Deirdre ran away the following day. Legal gossip reports of numerous phone calls back and forth, of Cortland rushing up to First Street, and Mayfair and Mayfair calling the New York cousins in search for Deirdre as they had when Antha disappeared years before.
Amanda Grady
Mayfair was dead. Dr. Cornell Mayfair's mother, Rosalind Mayfair, wanted nothing to do with "the First Street crowd" as she called them. Nevertheless she called the other New York cousins. Then the police contacted Cortland in New Orleans. Deirdre had been found wandering around barefoot and incoherent in Greenwich Village.
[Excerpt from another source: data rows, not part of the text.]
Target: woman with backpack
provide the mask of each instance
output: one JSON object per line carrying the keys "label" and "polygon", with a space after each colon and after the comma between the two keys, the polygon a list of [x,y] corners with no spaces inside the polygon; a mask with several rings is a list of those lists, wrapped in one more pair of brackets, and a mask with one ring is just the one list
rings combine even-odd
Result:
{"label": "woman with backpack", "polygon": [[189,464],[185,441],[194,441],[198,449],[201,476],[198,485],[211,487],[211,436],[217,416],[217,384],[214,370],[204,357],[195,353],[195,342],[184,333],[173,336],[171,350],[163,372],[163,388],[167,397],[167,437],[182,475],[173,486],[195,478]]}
There was some evidence that she had been raped. Cortland flew to New York that night. The following morning he brought Deirdre back with him.
The repeat of history came full circle with Deirdre's second commitment to St. Ann's Asylum. A week later she was released, and went to live with Cortland in his old family home in Metairie.
Family gossip described Carlotta as beaten down and discouraged. She told Judge Byrnes and his wife that she had failed with her niece. She feared the girl would "never be normal."
When Beatrice Mayfair went to call on Carlotta one Saturday, she found her sitting alone in the parlor at First Street with all the curtains drawn. Carlotta wouldn't talk.
"I realized later she had been staring at the very spot where they put the coffin in the old days when the funerals were still at home. All she said to me was yes or no, or hmmmm when I asked her questions. Finally that horrible Nancy came in and offered me some iced tea. She acted put upon when I accepted. I told her I would get it myself and she said, oh, no Aunt Carl wouldn't have that."
When Beatrice had had her fill of sadness and rudeness she left. She went out to Metairie to visit Deirdre at Cortland's house on Country Club Lane.
This house had been in the Mayfair family since Cortland built it when he was a young man. A brick mansion with white columns and French windows and every "modern convenience," it later passed to Ryan Mayfair, Pierce's son, who lives there now. For years Sheffield and Eugenie Mayfair shared it with Cortland. Their only child, Ellie Mayfair, the woman who later adopted Deirdre's daughter, Rowan, was born in this house.
At this period, Sheffield Mayfair had already died of a heart attack; Eugenie had been gone for years. Ellie lived in California, where she had just gotten married to a lawyer named Graham Franklin. And Cortland lived in the Metairie mansion on his own.